First of all, Flink does not take care that our windows fit into memory.
The default trigger depends on the way in which you define a window. Given
a KeyedStream you can define a window in the following ways:

KeyedStream s = ...
s.timeWindow() // this will use an EventTimeTrigger or
ProcessingTimeTrigger, depending on the time characteristics of the stream
s.countWindow() // this will use a CountTrigger
s.window(? extends WindowAssigner) // this will use the default trigger as
defined by the WindowAssigner

None of these triggers monitors the JVM heap to prevent OOMs. If you define
a TimeTrigger for one hour and receive too much data, the program will
crash. IMO, this behavior is preferable over early triggering which would
cause semantically wrong results. If you use a ReduceFunction to compute
the result of a window (and no Evictor), the window result can be partially
aggregated and its state does not grow.

Best, Fabian

2015-12-10 2:47 GMT+01:00 Nirmalya Sengupta <sengupta.nirma...@gmail.com>:

> Hello Fabian <fhue...@gmail.com>
>
> A small question: during the course of our recent conversation on the
> behaviour of window,trigger and evictor, you had mentioned that if I - the
> application programmer - do not attach a trigger to a window, Flink will
> attach one by itself.
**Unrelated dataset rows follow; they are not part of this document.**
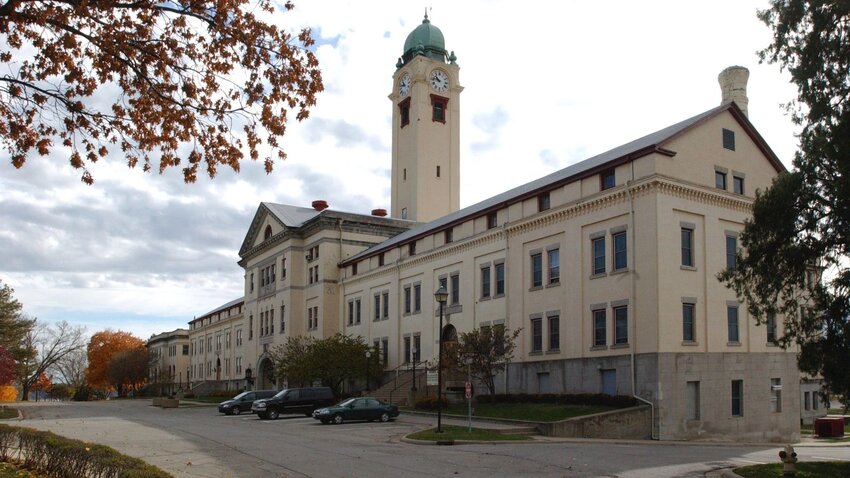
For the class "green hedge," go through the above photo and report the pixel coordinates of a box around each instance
[475,393,637,408]
[0,425,173,478]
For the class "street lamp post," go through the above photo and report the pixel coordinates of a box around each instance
[434,285,449,433]
[366,349,372,393]
[410,347,416,395]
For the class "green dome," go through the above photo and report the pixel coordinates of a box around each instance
[402,14,448,63]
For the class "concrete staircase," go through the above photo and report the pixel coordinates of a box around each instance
[369,368,428,406]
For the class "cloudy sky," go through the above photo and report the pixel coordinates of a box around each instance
[0,0,796,338]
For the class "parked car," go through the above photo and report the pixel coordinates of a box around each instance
[313,397,398,424]
[218,390,277,415]
[251,387,334,420]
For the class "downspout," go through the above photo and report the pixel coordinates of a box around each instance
[626,160,658,440]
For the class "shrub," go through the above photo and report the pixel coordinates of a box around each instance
[476,393,637,408]
[413,397,449,410]
[0,385,18,402]
[0,425,173,478]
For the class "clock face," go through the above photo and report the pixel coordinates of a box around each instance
[431,70,449,91]
[398,73,410,96]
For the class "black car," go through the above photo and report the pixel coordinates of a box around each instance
[251,387,334,420]
[218,390,277,415]
[313,397,398,424]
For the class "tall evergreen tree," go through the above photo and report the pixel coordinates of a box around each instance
[720,0,850,407]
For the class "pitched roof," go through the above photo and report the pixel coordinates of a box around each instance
[341,103,785,265]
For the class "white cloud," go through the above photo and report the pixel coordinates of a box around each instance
[0,0,796,336]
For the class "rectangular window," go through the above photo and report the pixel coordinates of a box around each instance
[732,176,744,194]
[487,212,498,229]
[381,337,390,367]
[765,314,776,344]
[354,299,360,324]
[726,305,741,343]
[537,192,550,212]
[591,237,605,275]
[770,378,782,413]
[398,97,410,128]
[593,309,608,347]
[685,382,699,420]
[531,319,543,352]
[714,171,726,191]
[496,263,505,295]
[682,304,695,342]
[451,274,460,304]
[682,227,694,267]
[732,380,744,417]
[614,231,629,271]
[726,236,738,270]
[549,315,561,350]
[723,128,735,151]
[549,249,561,284]
[614,307,629,344]
[531,253,543,287]
[599,169,616,191]
[381,292,390,319]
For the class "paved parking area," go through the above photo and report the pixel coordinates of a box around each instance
[8,400,850,478]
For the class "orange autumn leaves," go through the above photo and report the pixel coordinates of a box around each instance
[86,330,147,389]
[0,0,324,184]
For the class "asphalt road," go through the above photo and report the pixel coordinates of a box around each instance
[8,400,850,478]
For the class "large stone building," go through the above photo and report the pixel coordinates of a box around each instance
[181,17,800,440]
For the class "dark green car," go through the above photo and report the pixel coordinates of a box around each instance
[313,397,398,424]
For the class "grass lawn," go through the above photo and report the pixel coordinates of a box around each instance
[0,461,38,478]
[443,403,616,422]
[407,425,531,441]
[735,461,850,478]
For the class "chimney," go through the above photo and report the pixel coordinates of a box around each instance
[717,66,750,116]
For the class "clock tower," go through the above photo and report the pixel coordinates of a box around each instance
[389,14,463,222]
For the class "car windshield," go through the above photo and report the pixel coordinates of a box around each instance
[336,398,356,407]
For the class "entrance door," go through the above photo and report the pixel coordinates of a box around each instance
[602,369,617,395]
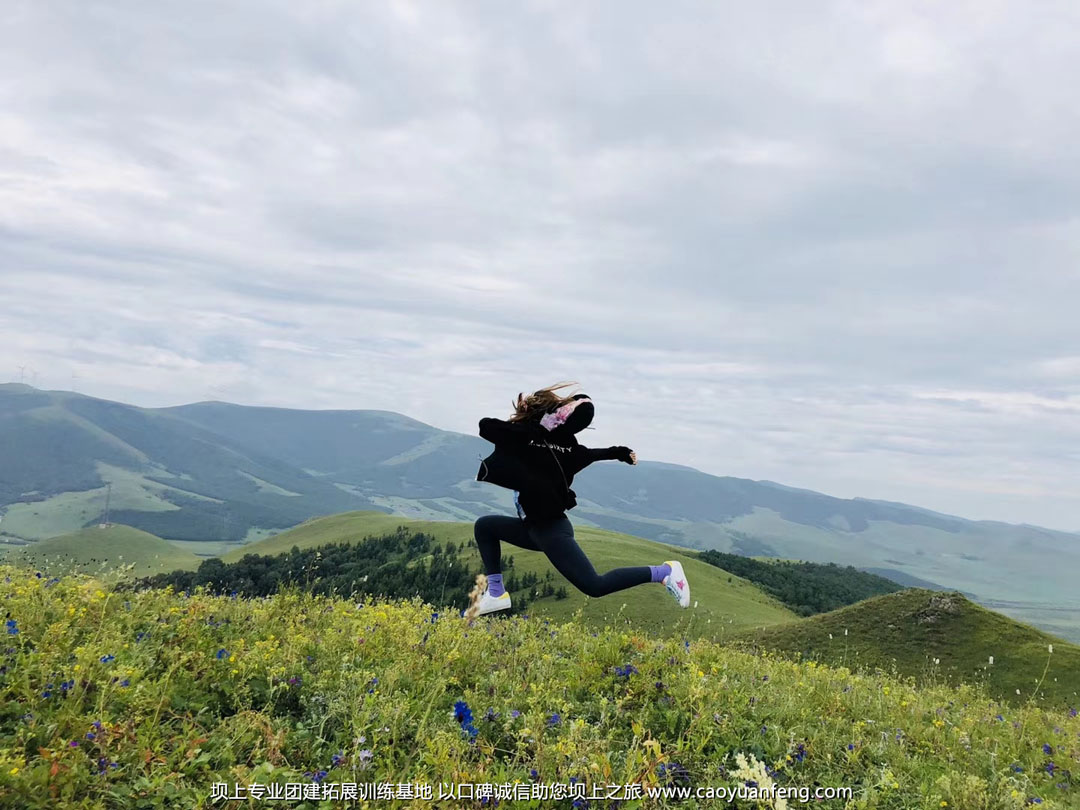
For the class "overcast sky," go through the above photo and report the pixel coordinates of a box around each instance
[0,0,1080,530]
This trigger ensures that the size of the window
> never grows beyond a threshold, thereby ensuring that a burgeoning window
> never inflicts a OOM on Flink.
>
> Is this a special Trigger? What's the name of the class? Moreover, how is
> that threshold size (of the window) determined? Is it configurable?
>
> TIA.
>
> -- Nirmalya
>
> --
> Software Technologist
> http://www.linkedin.com/in/nirmalyasengupta
> "If you have built castles in the air, your work need not be lost. That is
> where they should be.
> Now put the foundation under them."